On a normal pour, a trailer pump from M&M's 12-unit fleet uses about 200 feet of delivery system. At eight times that distance, this job was an exceptional and complex endeavor.
In addition, keeping ready mix trucks from driving over and disrupting the vegetation was key. Thus, the concrete (supplied by Maschmeyer Concrete of Lake Park) was discharged at the scrub's edge, where the first trailer pump, a model year 1998 TK 50, was positioned. With its maximum 950-psi pressure, that unit pumped concrete 700 feet through 2-inch steel pipe and hose to a second pump, which was set up on a narrow access road inaccessible to ready mix trucks. That second high pressure unit, a bigger TK 70, pumped the mix another 944 feet through larger 3-inch line that tapered to a 2-1/2-inch size, while snaking around sharp bends before reaching the furthest point of concrete placement 1,644 feet away.

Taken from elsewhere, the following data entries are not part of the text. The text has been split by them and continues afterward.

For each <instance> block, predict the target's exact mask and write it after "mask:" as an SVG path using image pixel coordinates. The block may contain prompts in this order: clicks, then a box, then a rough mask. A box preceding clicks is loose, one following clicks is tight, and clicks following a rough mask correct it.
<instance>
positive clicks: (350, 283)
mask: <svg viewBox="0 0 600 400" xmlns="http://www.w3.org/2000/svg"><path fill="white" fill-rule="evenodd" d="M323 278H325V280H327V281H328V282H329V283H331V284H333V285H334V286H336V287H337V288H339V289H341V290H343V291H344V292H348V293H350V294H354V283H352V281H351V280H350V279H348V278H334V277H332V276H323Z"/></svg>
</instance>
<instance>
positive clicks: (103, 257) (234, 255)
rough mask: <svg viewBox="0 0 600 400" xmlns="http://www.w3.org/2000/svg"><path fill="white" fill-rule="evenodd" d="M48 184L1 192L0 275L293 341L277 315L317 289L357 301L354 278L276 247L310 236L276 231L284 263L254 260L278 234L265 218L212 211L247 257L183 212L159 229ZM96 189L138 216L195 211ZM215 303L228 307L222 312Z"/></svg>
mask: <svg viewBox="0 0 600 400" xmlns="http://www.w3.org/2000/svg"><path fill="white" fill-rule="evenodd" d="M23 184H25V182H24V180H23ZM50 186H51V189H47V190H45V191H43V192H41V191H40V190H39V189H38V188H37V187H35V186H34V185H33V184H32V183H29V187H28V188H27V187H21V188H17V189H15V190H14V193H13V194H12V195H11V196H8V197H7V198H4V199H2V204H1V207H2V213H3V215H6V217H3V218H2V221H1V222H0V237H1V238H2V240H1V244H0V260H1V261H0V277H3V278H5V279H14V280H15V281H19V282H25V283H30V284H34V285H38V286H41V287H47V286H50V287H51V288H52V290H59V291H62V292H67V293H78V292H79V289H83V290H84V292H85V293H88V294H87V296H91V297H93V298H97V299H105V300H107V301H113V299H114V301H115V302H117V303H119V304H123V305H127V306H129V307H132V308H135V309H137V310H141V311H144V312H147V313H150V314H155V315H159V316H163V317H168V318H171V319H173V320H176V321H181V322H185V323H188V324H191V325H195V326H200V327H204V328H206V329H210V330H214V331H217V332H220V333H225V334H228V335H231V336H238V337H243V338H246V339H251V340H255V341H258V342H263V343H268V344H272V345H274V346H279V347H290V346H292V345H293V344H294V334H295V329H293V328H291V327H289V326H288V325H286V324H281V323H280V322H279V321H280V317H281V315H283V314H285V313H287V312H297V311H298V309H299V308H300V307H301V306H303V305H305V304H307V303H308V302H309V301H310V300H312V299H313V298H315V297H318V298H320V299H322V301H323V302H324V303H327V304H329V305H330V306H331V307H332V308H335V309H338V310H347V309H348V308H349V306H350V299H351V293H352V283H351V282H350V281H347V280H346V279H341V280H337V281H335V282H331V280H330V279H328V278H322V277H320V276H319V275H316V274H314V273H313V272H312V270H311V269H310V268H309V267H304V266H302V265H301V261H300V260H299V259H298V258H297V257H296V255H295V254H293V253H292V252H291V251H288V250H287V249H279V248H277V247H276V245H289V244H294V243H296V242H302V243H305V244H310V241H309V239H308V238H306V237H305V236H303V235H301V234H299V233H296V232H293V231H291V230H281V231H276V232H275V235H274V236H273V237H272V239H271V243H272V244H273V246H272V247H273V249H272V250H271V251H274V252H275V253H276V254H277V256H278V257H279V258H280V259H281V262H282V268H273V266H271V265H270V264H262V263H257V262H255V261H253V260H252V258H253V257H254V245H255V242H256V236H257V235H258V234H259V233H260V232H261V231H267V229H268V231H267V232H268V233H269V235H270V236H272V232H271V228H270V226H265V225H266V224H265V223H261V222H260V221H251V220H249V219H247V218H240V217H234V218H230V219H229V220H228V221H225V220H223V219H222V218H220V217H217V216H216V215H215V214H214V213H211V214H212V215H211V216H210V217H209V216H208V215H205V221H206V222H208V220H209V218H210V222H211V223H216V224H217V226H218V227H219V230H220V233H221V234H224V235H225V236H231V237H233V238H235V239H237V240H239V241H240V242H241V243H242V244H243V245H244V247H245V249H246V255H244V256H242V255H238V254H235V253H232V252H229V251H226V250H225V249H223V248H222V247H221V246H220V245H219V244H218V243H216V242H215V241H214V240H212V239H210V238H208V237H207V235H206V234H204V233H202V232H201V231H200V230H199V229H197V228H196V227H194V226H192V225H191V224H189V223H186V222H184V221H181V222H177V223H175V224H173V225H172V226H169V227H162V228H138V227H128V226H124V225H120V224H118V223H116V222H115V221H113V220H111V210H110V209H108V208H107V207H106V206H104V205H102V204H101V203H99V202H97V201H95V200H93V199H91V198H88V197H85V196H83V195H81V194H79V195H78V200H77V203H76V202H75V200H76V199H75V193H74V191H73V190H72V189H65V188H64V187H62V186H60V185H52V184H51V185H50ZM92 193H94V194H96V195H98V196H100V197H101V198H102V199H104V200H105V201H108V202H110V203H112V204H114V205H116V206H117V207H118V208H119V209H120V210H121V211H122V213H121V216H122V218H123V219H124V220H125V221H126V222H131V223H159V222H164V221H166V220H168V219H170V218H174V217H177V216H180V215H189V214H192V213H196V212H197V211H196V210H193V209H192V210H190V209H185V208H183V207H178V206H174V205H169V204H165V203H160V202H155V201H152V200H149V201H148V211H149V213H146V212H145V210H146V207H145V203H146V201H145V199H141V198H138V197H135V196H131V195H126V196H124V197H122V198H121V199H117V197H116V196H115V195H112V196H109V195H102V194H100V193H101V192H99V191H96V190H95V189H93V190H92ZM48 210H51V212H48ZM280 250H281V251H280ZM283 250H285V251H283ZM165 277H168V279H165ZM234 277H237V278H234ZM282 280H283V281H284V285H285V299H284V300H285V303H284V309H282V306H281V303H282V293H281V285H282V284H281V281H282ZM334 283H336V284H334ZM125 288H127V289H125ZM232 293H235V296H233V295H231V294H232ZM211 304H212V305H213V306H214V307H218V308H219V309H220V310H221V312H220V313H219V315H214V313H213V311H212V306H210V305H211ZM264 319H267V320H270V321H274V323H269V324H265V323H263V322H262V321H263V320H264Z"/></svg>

Delivery line size proved to be a significant aspect of the complex pumping equation.
"The smaller the line size, the higher the pressure needed," notes Jim Henegar, co-owner of Miami-based Thomas Machinery, the Putzmeister equipment dealer in the area. "As higher pressures force water into the rock, the mix tends to dry out and makes pumping more difficult at such far distances." He adds, "As the concrete would already be stiff from going the long distance from the first pump to the second, M&M's use of a larger line size for the last 944-foot stretch was a key factor in effectively pumping the concrete the final distance."
And all of this had to be accomplished while protecting the environment.
"As the area was environmentally protected, the plants could not be disrupted in any manner," says Moberg. "We could have avoided about 250 feet of delivery system if allowed to make a beeline straight through the scrub."
To address these concerns, the delivery system had to remain within the curving sidewalk forms. In addition, crews could only venture 18 inches outside the forms on either side, paying special attention to ensure no foliage was harmed during the construction.
There were also environmental concerns with priming the pump with grout. As a grout primer was a critical aspect, two yards of a high strength 6,500-psi mix were eventually proposed and allowed. To dispose of the primer without placing it within the scrub's natural habitat or compromising the sidewalk's integrity, crews placed the strong mix as a low 1-inch layer within the overall 5-inch thick concrete walkway.
Constructed under the direction of concrete contractor West Construction of Lake Worth, Fla., the challenging sidewalk was just one portion of a contracted construction project for various sidewalks, small parking lots and informational kiosks for three different scrubs within Palm Beach County. Ultimately, these construction feats will enable visitors to more conveniently view the natural and exotic plant species along with the protected wildlife of this rare ecosystem.